An alternative method is the use of auxotrophic markers, which is based on knocking out a protein in a pathway which synthesizes an essential biomolecule like a nucleotide or an amino acid. If the cells are grown on a complex nutrient medium, e.g. LB for E. coli or YPD for S. cerevisiae, the cells will survive. But if they are grown in a media without that specific biomolecule the only survivors will be the cells with the knocked out gene reinserted. The problem with auxotrophic markers could be mixing or contamination by another strain without that specific knockout.

Our concept for the next generation marker is based on our repair system. The used strain should have the needed parts for the repair system but one. During transformation/transfection the last repair protein should be added and then selection is done by irradiating the sample. The transformed cells would survive while the non-transformed cells would die. The same applies for eventual contaminants. So far it has the same effect as the chemical markers, but without the downsides of auxotrophic markers. However, since the irradiation causes no chemical waste handling it would be the more ethical choice.

Space applications

The next frontier, the border to the unexplored, space. Having sustainable production of resources is one of the big problems needing a solution before we start colonizing other planets. Mars is a possible candidate for colonization but it wouldn’t be easy. There is only a low abundance of oxygen and therefore ozone in the atmosphere. Without ozone, a lethal amount of UV radiation bombards the surface of Mars making most life from earth unable to survive. Another problem to life forms such us ours, is the lack of oxygen which leads to death by suffocation.

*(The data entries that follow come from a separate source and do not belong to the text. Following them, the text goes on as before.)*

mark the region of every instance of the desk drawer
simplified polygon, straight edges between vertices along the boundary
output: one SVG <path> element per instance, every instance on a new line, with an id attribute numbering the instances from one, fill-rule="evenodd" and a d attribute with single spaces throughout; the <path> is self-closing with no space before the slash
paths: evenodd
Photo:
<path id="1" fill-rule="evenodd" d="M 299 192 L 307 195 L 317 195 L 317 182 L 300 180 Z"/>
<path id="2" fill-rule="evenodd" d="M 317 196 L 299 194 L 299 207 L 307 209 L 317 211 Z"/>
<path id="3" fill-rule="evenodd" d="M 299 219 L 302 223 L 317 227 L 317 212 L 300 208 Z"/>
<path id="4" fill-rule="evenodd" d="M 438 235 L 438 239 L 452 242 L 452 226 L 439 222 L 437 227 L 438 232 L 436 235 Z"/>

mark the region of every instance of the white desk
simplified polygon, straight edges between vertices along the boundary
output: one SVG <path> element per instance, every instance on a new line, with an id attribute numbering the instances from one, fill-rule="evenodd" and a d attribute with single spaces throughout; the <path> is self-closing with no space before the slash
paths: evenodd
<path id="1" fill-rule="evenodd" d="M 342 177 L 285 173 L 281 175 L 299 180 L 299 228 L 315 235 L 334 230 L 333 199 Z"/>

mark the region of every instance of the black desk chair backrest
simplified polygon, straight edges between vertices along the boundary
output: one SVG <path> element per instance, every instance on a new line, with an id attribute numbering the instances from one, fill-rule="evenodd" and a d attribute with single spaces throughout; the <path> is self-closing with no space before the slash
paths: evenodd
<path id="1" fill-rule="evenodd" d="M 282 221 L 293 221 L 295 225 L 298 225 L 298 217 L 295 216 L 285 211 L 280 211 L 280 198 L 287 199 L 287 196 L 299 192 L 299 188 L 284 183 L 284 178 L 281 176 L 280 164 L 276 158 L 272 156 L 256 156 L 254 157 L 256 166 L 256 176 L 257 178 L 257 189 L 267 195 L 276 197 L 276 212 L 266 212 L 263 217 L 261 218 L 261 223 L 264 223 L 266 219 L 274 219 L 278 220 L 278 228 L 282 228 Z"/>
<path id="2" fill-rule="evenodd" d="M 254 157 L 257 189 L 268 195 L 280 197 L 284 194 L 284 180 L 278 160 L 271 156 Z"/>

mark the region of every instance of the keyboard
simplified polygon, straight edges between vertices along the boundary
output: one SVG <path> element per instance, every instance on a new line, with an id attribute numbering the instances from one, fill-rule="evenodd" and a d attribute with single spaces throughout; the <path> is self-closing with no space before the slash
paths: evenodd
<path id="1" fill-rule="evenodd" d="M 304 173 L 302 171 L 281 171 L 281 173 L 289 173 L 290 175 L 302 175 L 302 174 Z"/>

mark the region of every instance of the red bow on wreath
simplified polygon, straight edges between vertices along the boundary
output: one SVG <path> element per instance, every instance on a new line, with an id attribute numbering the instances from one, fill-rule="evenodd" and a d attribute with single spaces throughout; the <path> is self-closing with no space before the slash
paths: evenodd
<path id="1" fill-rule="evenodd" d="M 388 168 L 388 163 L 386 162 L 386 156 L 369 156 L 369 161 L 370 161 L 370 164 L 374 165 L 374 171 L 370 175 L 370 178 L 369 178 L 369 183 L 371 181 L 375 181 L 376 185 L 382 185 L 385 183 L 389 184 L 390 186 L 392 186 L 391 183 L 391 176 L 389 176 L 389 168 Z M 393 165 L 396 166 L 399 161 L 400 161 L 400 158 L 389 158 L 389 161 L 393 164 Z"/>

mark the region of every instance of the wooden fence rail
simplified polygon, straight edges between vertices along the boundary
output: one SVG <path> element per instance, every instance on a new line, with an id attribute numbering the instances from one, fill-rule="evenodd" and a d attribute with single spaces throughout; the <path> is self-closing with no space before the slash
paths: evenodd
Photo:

A solution for the colonizing would be to grow plants on mars, and when you have adult plants, then, it is only a matter of placing them in a synthetic environment like a dome. Humans could then possible live inside the dome.

All of this starts with developing a mechanism for plants to survive in high levels of UV. Some projects, like the one of our neighbor team UNIK Copenhagen (https://2015.igem.org/Team:UNIK_Copenhagen), are trying to design vegetation which survives on mars. They take a lot more survival factors than UV irradiation into an account, but our repair system could be one of the pieces needed for the final product.